Menanggapi laporan masyarakat, Pelaksana Tugas (Plt) Kepala Dinas Lingkungan Hidup (DLH) Kabupaten Tulungagung, Anang Prastitianto, mengakui bahwa laporan terkait dugaan pencemaran tersebut telah diterima pihaknya dan sebelumnya telah dilakukan kegiatan monitoring.

Saat memberikan keterangan kepada wartawan Media Suara Rakyat Indonesia (MSRI), Anang menyatakan pihaknya akan melakukan pendalaman terhadap temuan terbaru yang muncul di lapangan.

"Atas temuan baru ini nanti akan kami dalami dan kami lakukan pengecekan ulang untuk memastikan kondisi yang sebenarnya," ujar Anang.

Warga: Hari Lingkungan Hidup Tak Boleh Berhenti pada Seremoni

Bagi warga Dusun Kudusan, kondisi ini menjadi ironi yang terus berulang dari tahun ke tahun.

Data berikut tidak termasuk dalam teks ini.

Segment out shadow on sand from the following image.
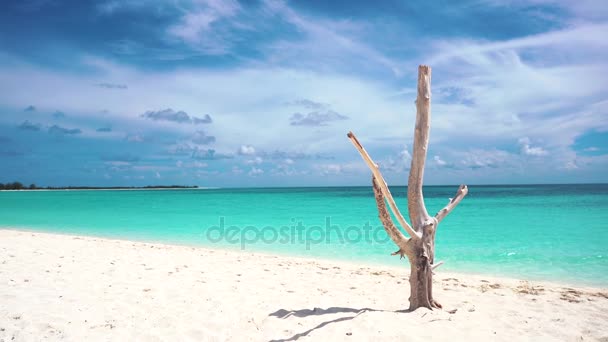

Berbagai janji perbaikan instalasi pengolahan air limbah (IPAL) disebut telah beberapa kali disampaikan, namun masyarakat menilai kondisi sungai belum menunjukkan perubahan signifikan.

Warga mengkhawatirkan dampak pencemaran terhadap ekosistem sungai, keberlangsungan biota air, hingga potensi pencemaran air tanah yang digunakan masyarakat untuk kebutuhan sehari-hari.

Salah seorang warga yang ditemui wartawan MSRI mengungkapkan kekecewaannya terhadap kondisi tersebut.

"Hari ini banyak yang berbicara tentang lingkungan bersih dan menanam pohon. Tetapi kami masih harus menghirup bau limbah hampir setiap hari. Kami berharap ada tindakan nyata, bukan sekadar seremonial," ungkapnya.

Tuntutan Warga untuk Penegakan Lingkungan yang Berkeadilan

Masyarakat Dusun Kudusan mendesak Pemerintah Kabupaten Tulungagung agar segera mengambil langkah konkret dan terukur guna memastikan perlindungan lingkungan hidup serta hak masyarakat atas lingkungan yang sehat.

Beberapa tuntutan yang disampaikan warga antara lain:

1. Melakukan audit lingkungan secara independen dan transparan dengan hasil yang dapat diakses publik.

2. Menjatuhkan sanksi administratif tegas apabila ditemukan pelanggaran terhadap ketentuan pengelolaan lingkungan hidup.

3. Menindaklanjuti dugaan pelanggaran sesuai ketentuan hukum yang berlaku tanpa pandang bulu.

Catatan Redaksi MSRI

Momentum Hari Lingkungan Hidup Sedunia sejatinya bukan hanya menjadi ajang seremonial dan penyampaian slogan semata. Lebih dari itu, peringatan ini harus menjadi pengingat bahwa hak masyarakat atas lingkungan yang bersih dan sehat merupakan amanat konstitusi yang wajib dijaga bersama.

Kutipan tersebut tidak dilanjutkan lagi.